By far the number one cl-lib thing Eshell uses is 'cl-assert'. This would be reasonably easy to do without cl-lib, but it's a pretty convenient syntax for, well... asserting some precondition for a function. That's been useful for helping to identify subtle bugs in Eshell's logic.
After that, the next most important cl-lib thing (in my opinion) is generic functions. I introduced this in Eshell to break apart some monolithic I/O code that had large 'cond' forms for each I/O target. Now, with generic functions, they're separate, and it's much easier for third parties to add new I/O target types. In the future, I'll likely use generic functions for a few more bits in Eshell.

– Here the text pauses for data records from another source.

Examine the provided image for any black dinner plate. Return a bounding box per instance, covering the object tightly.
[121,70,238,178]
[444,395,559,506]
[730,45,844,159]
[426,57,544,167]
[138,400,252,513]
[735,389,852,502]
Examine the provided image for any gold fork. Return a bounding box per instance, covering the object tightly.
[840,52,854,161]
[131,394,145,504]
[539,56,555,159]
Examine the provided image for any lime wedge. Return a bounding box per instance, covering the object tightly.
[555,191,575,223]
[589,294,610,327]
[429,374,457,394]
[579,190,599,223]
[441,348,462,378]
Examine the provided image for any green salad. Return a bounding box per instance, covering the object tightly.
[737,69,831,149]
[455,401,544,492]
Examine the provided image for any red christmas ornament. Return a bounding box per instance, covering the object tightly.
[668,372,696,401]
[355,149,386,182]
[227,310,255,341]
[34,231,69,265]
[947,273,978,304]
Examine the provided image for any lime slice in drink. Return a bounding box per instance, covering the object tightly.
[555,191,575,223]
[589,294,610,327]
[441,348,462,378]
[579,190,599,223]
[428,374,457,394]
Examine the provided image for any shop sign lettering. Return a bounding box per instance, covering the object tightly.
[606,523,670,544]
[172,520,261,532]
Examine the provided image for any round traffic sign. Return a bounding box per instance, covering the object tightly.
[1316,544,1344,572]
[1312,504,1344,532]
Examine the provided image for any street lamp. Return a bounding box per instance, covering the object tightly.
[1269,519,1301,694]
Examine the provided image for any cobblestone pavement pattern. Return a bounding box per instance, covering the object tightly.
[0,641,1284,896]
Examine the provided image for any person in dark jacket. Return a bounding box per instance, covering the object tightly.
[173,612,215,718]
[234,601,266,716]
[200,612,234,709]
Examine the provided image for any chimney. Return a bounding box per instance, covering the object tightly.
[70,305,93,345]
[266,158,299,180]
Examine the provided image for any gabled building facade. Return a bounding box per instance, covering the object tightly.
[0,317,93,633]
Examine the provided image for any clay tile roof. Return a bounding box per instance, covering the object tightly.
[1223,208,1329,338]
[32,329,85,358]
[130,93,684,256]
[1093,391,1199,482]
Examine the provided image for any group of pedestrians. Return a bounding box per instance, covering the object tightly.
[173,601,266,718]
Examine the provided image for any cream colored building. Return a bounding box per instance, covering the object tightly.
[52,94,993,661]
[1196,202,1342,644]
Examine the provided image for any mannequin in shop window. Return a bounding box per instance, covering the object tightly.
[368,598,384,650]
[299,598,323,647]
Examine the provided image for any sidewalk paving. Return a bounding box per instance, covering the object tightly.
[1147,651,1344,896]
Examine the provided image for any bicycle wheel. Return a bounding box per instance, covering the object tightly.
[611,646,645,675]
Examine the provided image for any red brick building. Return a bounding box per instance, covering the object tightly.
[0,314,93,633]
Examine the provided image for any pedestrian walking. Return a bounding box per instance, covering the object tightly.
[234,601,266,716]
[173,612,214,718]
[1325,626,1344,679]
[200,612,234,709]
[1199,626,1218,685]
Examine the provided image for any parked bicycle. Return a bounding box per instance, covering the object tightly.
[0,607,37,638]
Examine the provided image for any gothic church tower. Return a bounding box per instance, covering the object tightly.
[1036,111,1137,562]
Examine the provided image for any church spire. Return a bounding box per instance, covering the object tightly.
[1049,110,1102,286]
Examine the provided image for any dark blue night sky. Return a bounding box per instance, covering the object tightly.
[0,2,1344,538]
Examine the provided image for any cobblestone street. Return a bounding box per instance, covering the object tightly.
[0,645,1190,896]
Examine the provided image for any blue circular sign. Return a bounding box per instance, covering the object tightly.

Related to the above is 'cl-defstruct'. That's useful for working with generic functions, but I think there's also some benefit to using them instead of lists (or alists/plists) when you want something with a very-specific set of members (similar to a C struct or C++ class). However, I could do without CL-style structs for this case, excluding the generic function side.
Finally, Eshell uses a few miscellaneous cl-lib functions, some of which are probably necessary, and some of which are just conveniences. The (probable) necessities are: cl-progv and cl-mapc. The conveniences are: cl-loop, cl-flet, cl-list*, cl-remove-if, cl-incf, and cl-decf.